Il existe des garanties pour maintenir des freins et contrepoids sur le PDG. Le conseil d'administration est chargé de superviser la prise de décision du PDG afin de protéger les intérêts des investisseurs.
Mais certains PDG ont du pouvoir sur le conseil d’administration et ont la capacité de repousser les restrictions imposées à leur prise de décision.
Le pouvoir du PDG n’est pas seulement une question de charisme ou de style de leadership. Il s'agit de la capacité d'influencer les décisions clés, en particulier en matière d'information financière.
Lorsqu’un PDG exerce un pouvoir excessif – en raison d’un mandat de longue durée, d’un actionnariat important ou de liens personnels étroits avec le conseil d’administration – il peut gonfler les bénéfices pour présenter une image plus favorable des performances de l’entreprise que ne le justifie la réalité.
Le comité d'audit :un garde-fou essentiel
Le comité d’audit – un groupe au sein du conseil d’administration – constitue une protection clé contre cela. Les membres du comité d'audit surveillent le processus d'information financière utilisé pour générer des bénéfices afin de protéger les intérêts des investisseurs.
Cependant, nos recherches portant sur plus de 2 500 entreprises américaines sur 12 ans révèlent une tendance troublante quant à la manière dont les PDG réduisent l'efficacité du comité d'audit.
Les PDG puissants semblent influencer la décision concernant les membres du comité d’audit. Ces PDG privilégient souvent les comités qui assurent un contrôle plus faible – en raison d'une moindre connaissance de la comptabilité ou d'un manque d'autorité pour interroger le PDG.
Les PDG préfèrent également que les membres du comité d’audit soient des personnes avec lesquelles ils partagent des liens personnels étroits. Cela peut inclure des membres qui ont fréquenté la même université ou qui sont membres du même club de golf.
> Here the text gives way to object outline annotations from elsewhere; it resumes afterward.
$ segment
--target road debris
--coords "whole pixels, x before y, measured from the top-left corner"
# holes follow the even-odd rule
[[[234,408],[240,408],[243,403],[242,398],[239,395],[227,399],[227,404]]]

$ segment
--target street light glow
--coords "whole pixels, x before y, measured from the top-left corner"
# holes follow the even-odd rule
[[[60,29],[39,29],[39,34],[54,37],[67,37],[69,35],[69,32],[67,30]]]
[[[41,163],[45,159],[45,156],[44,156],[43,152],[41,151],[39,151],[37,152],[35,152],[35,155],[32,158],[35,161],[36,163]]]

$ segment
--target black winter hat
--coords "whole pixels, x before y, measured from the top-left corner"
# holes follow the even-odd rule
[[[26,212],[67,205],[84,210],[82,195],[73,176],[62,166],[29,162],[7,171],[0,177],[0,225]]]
Les conséquences d’un PDG puissant ayant un comité d’audit « plus faible » ? Les bénéfices sont plus susceptibles d'être gonflés pour atteindre les objectifs de performance.
Mesures pour éviter les conflits d'intérêts
En Australie, il existe certaines protections contre ces manœuvres d'entreprise.
Les principes de gouvernance d'entreprise de l'ASX recommandent de séparer les rôles de PDG et de président du conseil d'administration, d'avoir des conseils d'administration dont la plupart des administrateurs sont indépendants de l'entreprise et de garantir que les comités d'audit possèdent les qualifications et l'expérience nécessaires.
Toutefois, nos recherches suggèrent que ces mesures ne suffisent pas à protéger les intérêts des investisseurs. Même si les recommandations promeuvent des garde-fous pour limiter les conflits d’intérêts directs, elles ne parviennent pas à s’attaquer à la cause profonde :les PDG exerçant un pouvoir excessif sur leurs collègues.
Ce problème est illustré dans le cas de Qantas, où le conseil d'administration n'a pas contesté les décisions prises par l'ancien PDG Alan Joyce.
Il est important de noter qu'Alan Joyce exerçait un pouvoir sur le conseil d'administration, contrôlant les décisions clés et ignorant souvent l'apport du conseil d'administration.
Ce qui est nécessaire
Dans les entreprises, il existe une lutte de pouvoir pour influencer les décisions comptables clés concernant les bénéfices.
Bien qu’il existe des garde-fous, nos recherches indiquent que le pouvoir du PDG constitue une menace pour l’efficacité des garde-fous protégeant l’intégrité des bénéfices et d’autres informations comptables.
Les investisseurs et les particuliers impliqués dans les entreprises doivent prendre les chiffres des bénéfices avec des pincettes.
Cela devrait particulièrement être le cas lorsque l’entreprise a un PDG qui exerce une influence démesurée. Une telle prise de conscience est cruciale pour contribuer à protéger les intérêts des investisseurs et de tous les Australiens qui dépendent du marché boursier pour leur bien-être financier.